Earnings per share (EPS) from continuing operations on an adjusted basis jumped 32.1 percent to $1.07 from $0.81. Reported EPS were $1.03 versus $0.25 in the year-ago period, which included 53 cents of impairment costs related to the sale of Hussmann refrigeration business.
Revenue declined 8 percent to $3.593 billion. Total revenues, excluding the results of Hussmann, were down 1 percent (up 1 percent excluding currency).
Analysts, on average, polled by Thomson Reuters had expected earnings of $0.98 per share on revenue of $3.65 billion for the third quarter.
Operating margin improved to 12.5 percent from 4.6 percent (11.4 percent excluding Hussmann's results and impairment costs) in the year-ago quarter, on higher prices and productivity partially offset by inflation, unfavorable product mix, currency translation and increased investments.
Ingersoll Rand's major end markets showed an uneven and choppy demand pattern in the third quarter of 2012 with moderate organic growth rates in the United States and Latin America, and declining activity in Western Europe and in Asia. Based on current order rates, the company expects fourth quarter revenues to be flat compared with last year.
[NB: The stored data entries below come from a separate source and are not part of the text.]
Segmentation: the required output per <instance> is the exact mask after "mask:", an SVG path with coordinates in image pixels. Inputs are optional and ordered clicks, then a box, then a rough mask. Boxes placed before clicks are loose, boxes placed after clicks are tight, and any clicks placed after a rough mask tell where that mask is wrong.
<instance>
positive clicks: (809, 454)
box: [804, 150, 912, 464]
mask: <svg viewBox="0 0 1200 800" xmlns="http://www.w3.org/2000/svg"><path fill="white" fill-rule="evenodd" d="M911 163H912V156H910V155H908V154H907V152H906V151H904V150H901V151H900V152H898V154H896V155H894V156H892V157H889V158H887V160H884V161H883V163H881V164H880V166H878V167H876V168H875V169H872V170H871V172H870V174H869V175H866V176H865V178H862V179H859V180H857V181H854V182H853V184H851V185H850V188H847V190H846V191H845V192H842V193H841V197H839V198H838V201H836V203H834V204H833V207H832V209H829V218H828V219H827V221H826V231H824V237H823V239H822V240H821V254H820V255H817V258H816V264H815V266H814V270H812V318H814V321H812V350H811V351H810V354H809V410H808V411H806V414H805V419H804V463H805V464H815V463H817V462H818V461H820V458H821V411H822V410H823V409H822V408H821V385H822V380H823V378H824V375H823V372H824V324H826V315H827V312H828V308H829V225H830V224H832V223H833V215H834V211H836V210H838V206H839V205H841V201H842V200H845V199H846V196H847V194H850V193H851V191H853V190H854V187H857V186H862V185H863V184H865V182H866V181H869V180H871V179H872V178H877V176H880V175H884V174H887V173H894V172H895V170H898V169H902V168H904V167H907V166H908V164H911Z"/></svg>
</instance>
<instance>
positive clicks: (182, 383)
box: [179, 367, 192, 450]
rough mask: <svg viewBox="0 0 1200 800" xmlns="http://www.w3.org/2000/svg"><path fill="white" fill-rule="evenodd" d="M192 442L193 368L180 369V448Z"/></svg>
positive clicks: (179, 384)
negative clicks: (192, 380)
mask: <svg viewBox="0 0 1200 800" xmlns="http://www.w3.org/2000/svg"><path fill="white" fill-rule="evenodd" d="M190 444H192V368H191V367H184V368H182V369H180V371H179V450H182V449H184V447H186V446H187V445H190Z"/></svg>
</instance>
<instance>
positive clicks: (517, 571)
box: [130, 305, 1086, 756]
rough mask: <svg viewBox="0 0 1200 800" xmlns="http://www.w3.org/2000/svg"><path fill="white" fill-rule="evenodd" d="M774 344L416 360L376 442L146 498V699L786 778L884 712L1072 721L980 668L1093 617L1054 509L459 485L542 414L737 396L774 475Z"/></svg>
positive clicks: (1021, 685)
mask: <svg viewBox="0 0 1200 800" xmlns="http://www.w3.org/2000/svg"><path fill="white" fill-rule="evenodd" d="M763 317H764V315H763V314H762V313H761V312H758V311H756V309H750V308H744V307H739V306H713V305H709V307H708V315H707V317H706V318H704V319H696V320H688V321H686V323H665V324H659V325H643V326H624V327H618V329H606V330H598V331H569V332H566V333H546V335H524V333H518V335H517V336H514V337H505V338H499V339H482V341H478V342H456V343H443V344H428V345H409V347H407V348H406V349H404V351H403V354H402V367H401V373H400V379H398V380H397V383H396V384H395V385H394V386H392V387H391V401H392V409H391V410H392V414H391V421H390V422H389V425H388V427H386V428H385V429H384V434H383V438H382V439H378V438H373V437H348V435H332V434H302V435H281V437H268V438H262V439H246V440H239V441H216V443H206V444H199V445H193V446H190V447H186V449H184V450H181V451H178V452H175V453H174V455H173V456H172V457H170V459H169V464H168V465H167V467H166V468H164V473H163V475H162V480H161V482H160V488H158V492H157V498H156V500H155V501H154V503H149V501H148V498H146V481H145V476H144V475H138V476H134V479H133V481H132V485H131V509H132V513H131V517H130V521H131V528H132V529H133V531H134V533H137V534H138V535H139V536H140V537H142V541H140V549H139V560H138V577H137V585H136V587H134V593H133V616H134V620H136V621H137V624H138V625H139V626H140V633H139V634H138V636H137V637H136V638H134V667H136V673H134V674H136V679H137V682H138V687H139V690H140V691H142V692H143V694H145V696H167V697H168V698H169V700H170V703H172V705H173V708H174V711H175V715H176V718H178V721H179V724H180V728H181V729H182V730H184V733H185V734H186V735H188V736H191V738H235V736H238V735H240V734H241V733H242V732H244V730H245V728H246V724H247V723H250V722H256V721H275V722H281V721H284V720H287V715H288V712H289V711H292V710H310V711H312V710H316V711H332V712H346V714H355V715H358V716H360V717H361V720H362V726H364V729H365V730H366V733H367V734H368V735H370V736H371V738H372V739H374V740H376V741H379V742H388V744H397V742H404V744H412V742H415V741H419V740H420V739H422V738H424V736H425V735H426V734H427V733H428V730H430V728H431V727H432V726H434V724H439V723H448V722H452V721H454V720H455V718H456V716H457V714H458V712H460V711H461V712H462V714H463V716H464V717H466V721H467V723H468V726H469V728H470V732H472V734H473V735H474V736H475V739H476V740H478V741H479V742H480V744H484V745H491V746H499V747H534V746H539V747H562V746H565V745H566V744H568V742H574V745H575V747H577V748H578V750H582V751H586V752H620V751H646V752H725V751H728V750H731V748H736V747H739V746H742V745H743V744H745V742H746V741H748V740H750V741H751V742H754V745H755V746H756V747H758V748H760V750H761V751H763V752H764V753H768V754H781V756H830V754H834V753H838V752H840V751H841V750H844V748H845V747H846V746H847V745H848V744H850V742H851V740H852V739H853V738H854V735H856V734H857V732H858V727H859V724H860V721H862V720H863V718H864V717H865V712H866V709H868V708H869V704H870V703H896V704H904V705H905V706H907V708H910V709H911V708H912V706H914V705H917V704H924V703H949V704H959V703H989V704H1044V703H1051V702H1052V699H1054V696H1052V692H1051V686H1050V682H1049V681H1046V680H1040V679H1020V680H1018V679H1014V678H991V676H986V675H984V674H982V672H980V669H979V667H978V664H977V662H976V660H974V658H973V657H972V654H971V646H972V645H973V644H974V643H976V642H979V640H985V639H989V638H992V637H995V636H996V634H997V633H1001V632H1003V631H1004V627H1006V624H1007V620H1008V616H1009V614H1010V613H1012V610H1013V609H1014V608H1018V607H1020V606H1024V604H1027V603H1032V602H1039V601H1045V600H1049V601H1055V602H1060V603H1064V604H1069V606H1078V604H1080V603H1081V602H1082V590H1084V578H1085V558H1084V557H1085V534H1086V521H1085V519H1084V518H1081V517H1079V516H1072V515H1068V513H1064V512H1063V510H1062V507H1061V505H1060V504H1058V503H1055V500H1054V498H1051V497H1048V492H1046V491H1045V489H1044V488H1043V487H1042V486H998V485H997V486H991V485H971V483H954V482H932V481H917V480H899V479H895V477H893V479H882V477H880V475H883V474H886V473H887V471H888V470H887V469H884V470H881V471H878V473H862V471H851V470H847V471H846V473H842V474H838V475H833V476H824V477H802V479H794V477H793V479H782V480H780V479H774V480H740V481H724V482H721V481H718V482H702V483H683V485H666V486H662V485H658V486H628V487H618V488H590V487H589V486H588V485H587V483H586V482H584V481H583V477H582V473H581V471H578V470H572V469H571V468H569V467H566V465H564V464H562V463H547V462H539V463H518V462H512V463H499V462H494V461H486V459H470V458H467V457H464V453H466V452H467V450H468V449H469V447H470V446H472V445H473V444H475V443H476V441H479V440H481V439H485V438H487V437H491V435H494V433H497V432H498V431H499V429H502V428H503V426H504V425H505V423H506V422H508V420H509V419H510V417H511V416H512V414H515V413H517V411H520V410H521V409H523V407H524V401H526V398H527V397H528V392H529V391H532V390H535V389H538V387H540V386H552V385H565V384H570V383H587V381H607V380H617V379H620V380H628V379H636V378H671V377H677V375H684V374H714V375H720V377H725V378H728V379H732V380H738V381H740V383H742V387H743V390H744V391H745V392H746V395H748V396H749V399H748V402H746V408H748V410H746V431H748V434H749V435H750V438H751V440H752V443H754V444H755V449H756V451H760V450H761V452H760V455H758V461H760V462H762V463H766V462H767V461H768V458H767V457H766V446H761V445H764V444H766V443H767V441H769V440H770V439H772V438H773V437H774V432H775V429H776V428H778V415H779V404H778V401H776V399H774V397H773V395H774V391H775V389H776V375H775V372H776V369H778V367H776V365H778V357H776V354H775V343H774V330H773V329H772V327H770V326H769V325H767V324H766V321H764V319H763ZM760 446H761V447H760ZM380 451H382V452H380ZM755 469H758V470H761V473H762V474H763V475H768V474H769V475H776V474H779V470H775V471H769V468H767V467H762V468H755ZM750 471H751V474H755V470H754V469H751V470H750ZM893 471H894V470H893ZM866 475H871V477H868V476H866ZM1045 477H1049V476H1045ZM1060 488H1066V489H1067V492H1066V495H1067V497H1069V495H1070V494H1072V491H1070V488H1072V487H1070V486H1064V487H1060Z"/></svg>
For the fourth quarter, IR forecasts EPS from continuing operations in the range of $0.64 to $0.70 and revenue of $3.4 billion to $3.5 billion. Analysts expect EPS of $0.79 on revenue of $3.51 billion.
For the full year, the company narrowed its EPS from continuing operations guidance to range of $3.17 to $3.23 from previous forecast of $3.15 to $3.25. The company widened its revenue outlook to range of $13.95 billion to $14.05 billion from prior expectations of $14.0 billion to $14.2 billion. Analysts expect EPS of $3.23 on revenue of $14.12 billion.
"I believe the combination of our strategy and a sound use of capital will drive strong earnings growth in the coming years, even if economies do not improve. We will remain focused on organic revenue growth, expansion of operating margins and a balanced, disciplined capital allocation strategy in the face of expected economic headwinds," said Michael Lamach, chairman and chief executive officer of Ingersoll-Rand.
IR shares, which have been trading in the 52-week range between $26.62 and $47.71, ended Thursday's regular trading at $45.66.